Evolutionary Operators

A number of evolutionary operators are defined at the individual gene level and genome level: (i) Gene duplication, in which the entire gene (including protein parameters) and its regulatory region is duplicated and added to the genome with probability M gDup. If either an input or output gene is duplicated then the gene and its associated parameters and regulatory region are duplicated, however, the duplicate gene does not function as an input/output gene. When a gene is duplicated, for the purpose of gene/protein ordering during simulation, they are placed after the existing regulatory genes in a linear genome, but before output genes; (ii) Gene loss, where the entire gene and its regulatory region is removed from the genome with probability M gLoss . Input and output genes cannot be lost. This ensures a ‘minimal’ genome will always exist consisting of the initially defined number of input and output genes; (iii) Protein shape mutation, in which the protein shape is mutated by a random normal, with μ = 0 and σ = log10 s max, with probability M pShape; (iv) Protein production mutation, where the protein production value is mutated by a random normal, with μ = 0 and σ = 2, with probability M pProd; (v) Protein degradation mutation, where the protein degradation value is mutated by a random normal, with μ = 0 and σ = 2, with probability M pStab; (vi) Binding site duplication, where a random binding site from the genome is duplicated with probability M bsDup; (vii) Binding site loss, where a binding site is lost with probability M bsLoss; (viii) Binding site shape mutation, where the shape of the binding site is mutated by a random normal, with μ = 0 and σ = log10 s max with probability M bsShape; (ix) Binding site regulation flip, in which the regulation type (activating or inhibitory) is flipped with probability M bsFlip. Mutation probabilities are defined per gene for gene duplication/loss, protein shape/production/degradation mutation operators and per binding site for binding site loss/duplication/shape/regulation mutation operators. All mutation parameter values are shown in Table 2.
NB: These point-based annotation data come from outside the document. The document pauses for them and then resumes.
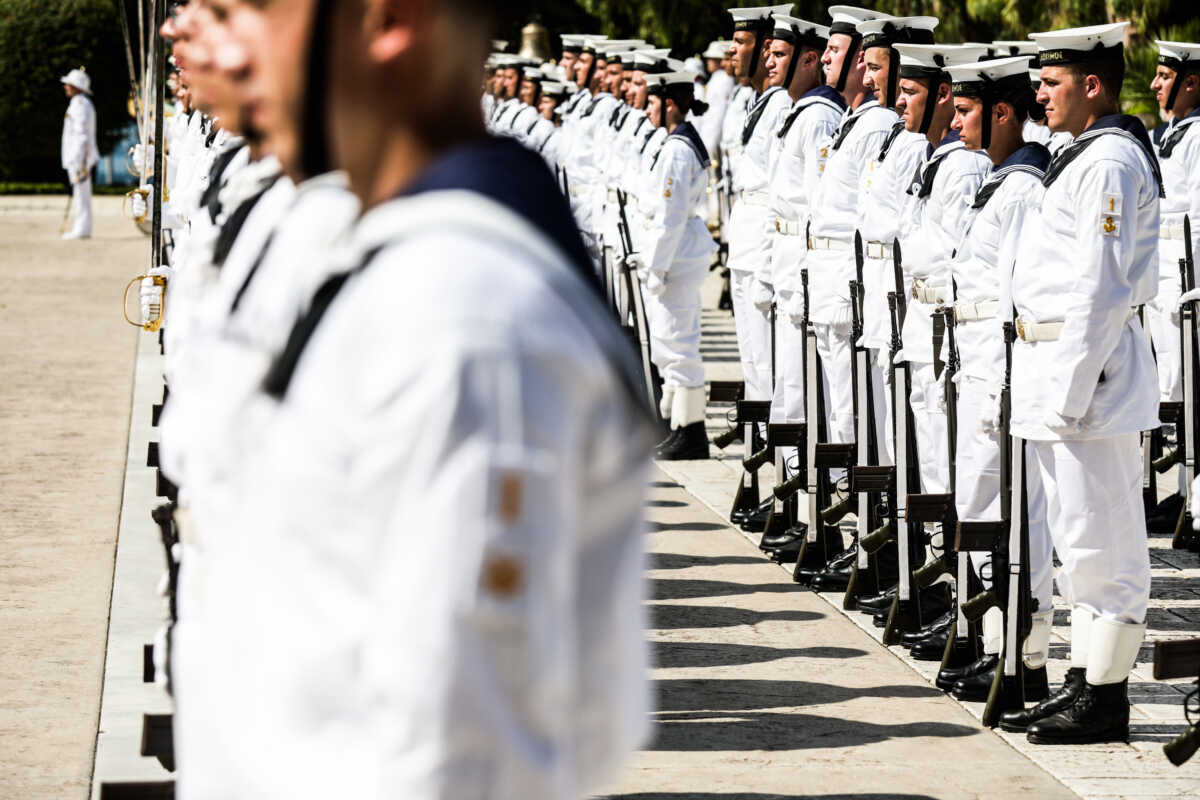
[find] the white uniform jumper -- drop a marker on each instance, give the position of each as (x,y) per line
(479,627)
(882,205)
(797,164)
(943,191)
(1179,155)
(1084,379)
(749,244)
(982,275)
(831,258)
(679,250)
(79,155)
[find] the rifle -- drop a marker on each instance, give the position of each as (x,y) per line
(641,332)
(864,576)
(1189,428)
(905,612)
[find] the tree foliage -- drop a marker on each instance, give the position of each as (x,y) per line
(40,42)
(688,25)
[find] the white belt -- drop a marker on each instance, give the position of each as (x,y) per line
(1171,230)
(966,312)
(927,293)
(877,250)
(789,228)
(826,242)
(1030,331)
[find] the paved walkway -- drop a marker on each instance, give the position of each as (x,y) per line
(65,377)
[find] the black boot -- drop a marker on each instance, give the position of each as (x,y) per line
(933,647)
(1163,517)
(1098,714)
(688,443)
(1020,721)
(912,637)
(948,677)
(807,576)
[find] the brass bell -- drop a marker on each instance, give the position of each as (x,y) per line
(534,42)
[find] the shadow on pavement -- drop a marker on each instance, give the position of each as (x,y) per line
(670,617)
(719,654)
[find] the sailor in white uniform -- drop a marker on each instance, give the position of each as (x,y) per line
(749,245)
(1084,377)
(991,101)
(942,192)
(679,251)
(882,199)
(829,260)
(79,152)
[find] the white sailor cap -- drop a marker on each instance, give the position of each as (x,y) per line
(987,78)
(846,19)
(718,49)
(1005,48)
(652,61)
(661,83)
(1091,44)
(918,61)
(757,20)
(795,30)
(1176,54)
(889,31)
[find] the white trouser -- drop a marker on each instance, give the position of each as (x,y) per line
(837,367)
(787,403)
(1163,322)
(1097,521)
(881,397)
(754,337)
(673,319)
(81,198)
(933,443)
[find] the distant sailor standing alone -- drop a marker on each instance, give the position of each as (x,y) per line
(79,152)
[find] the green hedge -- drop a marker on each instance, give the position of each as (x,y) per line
(18,187)
(40,42)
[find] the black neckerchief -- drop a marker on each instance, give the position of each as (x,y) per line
(1122,125)
(487,168)
(823,95)
(923,181)
(232,226)
(211,197)
(687,131)
(849,124)
(1174,133)
(893,134)
(1031,158)
(756,113)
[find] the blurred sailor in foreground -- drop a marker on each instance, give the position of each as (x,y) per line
(1084,378)
(79,152)
(435,588)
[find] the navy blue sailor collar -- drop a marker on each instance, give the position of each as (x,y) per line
(687,131)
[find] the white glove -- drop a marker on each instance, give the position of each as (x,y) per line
(654,283)
(762,295)
(989,413)
(151,293)
(139,204)
(1063,425)
(1195,504)
(138,158)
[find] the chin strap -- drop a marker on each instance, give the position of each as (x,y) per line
(315,157)
(847,62)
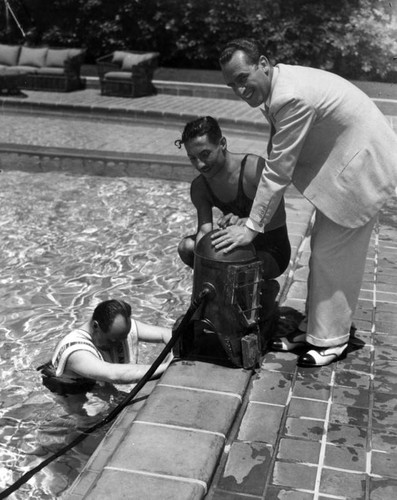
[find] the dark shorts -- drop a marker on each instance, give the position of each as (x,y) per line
(276,243)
Table 2 Mutation parameter values

Experimental and Environmental Conditions

Two sets of internal and external environments of the 100 models were simulated and evolved: (1) a stress-free, base environment, and (2) a ‘stressed’ environment, which introduces a number of stresses to the base environment. The base environment consists of nine food sources, each providing 5, 10, 15, 20 (two sources of each) or 25 molecules of energy, which are always available. In the ‘stressed’ environment, each food source is randomly available for approximately 12% of the simulation. Four biosynthesis pathways, with combinations of high and low yield, high and low cost, are represented in the genome. Two energy signalling genes, one detecting high energy concentrations (500 molecules) and the other detecting low energy concentrations (333 molecules) are also represented. The ‘stressed’ environment consists of two further stresses (representing denatured proteins within the cell) and two corresponding stress response pathways. Every 25 simulation time-steps, 25 stress molecules enter the cell, generating a fixed cyclical stress regime. Each activation event of a stress response pathway removes 25 molecules of the associated stress. If the number of a specific type of stress molecules reaches the given lethal stress threshold (100), then the cell dies. Model parameters are given in Table 1, and a discussion of parameter value selection can be found in Jenkins and Stekel (2010).

Functional Complexity

Gene regulatory networks can be viewed as consisting of a number of integrated components or systems. In this model, we define three functional systems, each corresponding to a specific biological function:

  1. 1.

    The ‘energy regulation’ component consists of all output genes that are repressed by at least one input or output gene. These interactions conserve energy by down regulating over-expression.

  2. 2.

    The ‘stress response’ component consists of stress response pathways and the input and the output genes that activate them. A number of stress response sub-systems can be present in the network, and is dependent on the number of stress receptor/stress response pathways in the network.

  3. 3.

    The ‘growth’ components consists of biosynthesis pathways and the input and the output genes that activate them. A number of growth sub-systems can be present in the network, and is dependent on the number of biosynthesis pathways in the network.

Therefore in this model, a qualitative representation of complexity is the number of and interactions between these functional systems.

In Silico Global Regulators

In this model, the primary criteria for global regulation classification is based on global regulator properties (i) regulation of several metabolic pathways and (ii) regulation of large numbers of genes and operons. Thus, as the model consists of two types of outputs (biosynthesis and stress response), and each type of output can consist of a number of individual pathways, a global regulator is defined as regulating not only intra-type pathways (biosynthesis or stress response), but also inter-type pathways.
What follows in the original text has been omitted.